Слева Хана и Шломо Гельцманы, молодожены, проведшие медовый месяц на оборонительных линиях Мессуот-Ицхака, хлопотали над своим другом, в которого угодил булыжник. У того кровь продолжала хлестать из ноздрей и одновременно сочиться из раны. Давид рад был бы им помочь, но как раз левая рука была у него перебита. А снаружи загремели выстрелы. Пленные непроизвольно втянули головы в плечи.
– Не волнуйтесь! – вновь послышался голос офицера. На этот раз в нем зазвучали нотки сочувствия. – Это они так, пугают. Мы их сейчас тоже пугнем!

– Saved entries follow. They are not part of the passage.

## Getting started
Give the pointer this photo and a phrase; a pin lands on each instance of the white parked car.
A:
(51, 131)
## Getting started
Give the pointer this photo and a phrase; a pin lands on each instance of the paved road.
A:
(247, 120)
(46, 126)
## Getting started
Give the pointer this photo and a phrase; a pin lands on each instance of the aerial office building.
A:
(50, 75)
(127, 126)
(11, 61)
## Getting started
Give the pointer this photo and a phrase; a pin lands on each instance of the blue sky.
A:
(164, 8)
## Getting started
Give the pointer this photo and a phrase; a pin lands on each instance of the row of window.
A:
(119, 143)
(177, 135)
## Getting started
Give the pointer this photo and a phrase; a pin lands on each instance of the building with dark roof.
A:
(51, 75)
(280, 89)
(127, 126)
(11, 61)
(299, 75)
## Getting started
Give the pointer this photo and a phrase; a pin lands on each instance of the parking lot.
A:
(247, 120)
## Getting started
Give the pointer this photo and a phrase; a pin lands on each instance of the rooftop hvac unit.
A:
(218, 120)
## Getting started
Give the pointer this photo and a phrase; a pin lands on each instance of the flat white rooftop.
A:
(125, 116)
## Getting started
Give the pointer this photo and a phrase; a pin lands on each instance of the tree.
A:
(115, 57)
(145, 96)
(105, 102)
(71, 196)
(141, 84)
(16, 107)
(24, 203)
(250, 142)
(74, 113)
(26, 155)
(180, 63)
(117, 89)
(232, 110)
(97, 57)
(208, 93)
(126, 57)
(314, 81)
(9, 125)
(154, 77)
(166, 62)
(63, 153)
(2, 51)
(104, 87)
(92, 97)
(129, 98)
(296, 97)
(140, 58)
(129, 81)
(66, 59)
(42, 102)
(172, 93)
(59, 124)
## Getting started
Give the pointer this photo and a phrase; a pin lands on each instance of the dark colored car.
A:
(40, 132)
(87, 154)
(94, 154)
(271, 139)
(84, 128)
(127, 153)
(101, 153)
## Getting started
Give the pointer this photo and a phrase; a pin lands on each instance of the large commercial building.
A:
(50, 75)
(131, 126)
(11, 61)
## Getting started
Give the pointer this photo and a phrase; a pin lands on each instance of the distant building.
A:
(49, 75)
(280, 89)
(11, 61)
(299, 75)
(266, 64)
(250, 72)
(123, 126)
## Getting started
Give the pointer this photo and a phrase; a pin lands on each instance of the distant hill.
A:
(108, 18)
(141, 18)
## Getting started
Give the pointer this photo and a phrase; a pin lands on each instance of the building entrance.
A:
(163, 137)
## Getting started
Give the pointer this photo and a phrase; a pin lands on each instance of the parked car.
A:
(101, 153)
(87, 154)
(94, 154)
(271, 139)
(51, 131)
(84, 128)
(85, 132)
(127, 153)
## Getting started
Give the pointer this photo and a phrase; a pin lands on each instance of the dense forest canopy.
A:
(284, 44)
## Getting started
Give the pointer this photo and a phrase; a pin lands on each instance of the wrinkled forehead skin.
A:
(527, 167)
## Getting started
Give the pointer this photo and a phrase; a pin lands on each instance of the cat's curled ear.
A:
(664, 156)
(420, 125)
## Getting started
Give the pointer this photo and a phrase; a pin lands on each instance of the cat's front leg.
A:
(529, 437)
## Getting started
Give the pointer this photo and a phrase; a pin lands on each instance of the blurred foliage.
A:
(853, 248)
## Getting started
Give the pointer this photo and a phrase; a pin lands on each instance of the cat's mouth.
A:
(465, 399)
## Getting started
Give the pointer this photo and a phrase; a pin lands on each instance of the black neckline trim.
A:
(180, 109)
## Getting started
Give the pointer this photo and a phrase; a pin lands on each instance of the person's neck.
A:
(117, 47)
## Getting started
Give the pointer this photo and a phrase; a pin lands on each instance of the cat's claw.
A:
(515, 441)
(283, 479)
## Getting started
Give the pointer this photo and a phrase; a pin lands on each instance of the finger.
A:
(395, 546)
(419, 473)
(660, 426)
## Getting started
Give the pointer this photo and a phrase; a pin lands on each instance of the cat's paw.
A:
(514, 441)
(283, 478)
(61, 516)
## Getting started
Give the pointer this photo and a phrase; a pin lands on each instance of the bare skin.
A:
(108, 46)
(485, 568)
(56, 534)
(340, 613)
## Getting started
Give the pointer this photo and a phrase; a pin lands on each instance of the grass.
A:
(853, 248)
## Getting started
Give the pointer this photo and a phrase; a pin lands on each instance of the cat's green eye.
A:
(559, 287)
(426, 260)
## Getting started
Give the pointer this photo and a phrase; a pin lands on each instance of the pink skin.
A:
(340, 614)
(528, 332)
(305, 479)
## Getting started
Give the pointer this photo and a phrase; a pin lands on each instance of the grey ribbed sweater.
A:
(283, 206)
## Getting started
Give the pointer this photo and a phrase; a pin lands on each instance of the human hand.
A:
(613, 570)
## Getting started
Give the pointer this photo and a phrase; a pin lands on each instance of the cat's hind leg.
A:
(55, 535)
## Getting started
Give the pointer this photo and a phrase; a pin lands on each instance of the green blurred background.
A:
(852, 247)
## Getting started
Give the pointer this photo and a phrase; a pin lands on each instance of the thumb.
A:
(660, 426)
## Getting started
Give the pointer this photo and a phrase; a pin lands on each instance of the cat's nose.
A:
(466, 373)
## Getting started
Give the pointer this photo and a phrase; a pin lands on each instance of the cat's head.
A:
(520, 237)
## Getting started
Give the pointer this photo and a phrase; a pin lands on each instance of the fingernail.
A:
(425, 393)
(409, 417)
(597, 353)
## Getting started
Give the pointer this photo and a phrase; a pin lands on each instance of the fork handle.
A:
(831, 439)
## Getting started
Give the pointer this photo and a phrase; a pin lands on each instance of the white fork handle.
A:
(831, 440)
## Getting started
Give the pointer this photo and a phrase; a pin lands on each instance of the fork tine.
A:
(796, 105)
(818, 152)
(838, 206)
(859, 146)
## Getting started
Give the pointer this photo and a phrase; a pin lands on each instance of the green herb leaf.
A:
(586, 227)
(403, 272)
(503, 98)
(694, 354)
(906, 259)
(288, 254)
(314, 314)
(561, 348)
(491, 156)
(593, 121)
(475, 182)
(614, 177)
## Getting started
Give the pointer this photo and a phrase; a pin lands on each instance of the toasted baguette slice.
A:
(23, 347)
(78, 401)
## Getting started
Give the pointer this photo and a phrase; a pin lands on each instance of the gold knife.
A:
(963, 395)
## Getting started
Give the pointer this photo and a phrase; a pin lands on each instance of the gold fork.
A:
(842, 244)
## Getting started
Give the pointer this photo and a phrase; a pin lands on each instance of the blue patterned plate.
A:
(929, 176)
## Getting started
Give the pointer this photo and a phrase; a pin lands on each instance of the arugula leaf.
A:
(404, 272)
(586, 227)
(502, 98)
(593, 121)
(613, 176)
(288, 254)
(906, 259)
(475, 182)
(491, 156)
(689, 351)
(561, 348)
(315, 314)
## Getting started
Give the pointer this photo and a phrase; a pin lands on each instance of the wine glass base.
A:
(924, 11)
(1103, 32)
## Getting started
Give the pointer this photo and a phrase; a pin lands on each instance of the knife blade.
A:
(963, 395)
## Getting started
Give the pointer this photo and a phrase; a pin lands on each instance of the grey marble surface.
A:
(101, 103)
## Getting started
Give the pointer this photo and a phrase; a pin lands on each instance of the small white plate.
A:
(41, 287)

В этот момент на грузовик обрушился новый град камней. Надо же! Только что Хана возилась с раненым, а теперь скрючилась и плачет. Камень попал ей прямо в грудь.
– В воздух! – раздался крик офицера, и сзади прогремел выстрел.
– Предупредительный, – мрачно прокомментировал Моти.
Вряд ли этот выстрел кого-нибудь напугал. Наоборот, толпе, очевидно, удалось перегородить дорогу грузовику, потому что тормоза взвизгнули, мотор заглох, и под аккомпанемент выстрелов на пленных обрушилась какофония воплей на арабском языке, среди которых выделялось памятное ему еще с двадцать девятого года «Этбах эль яхуд!» и со всех сторон несущееся «Дир-Ясин!»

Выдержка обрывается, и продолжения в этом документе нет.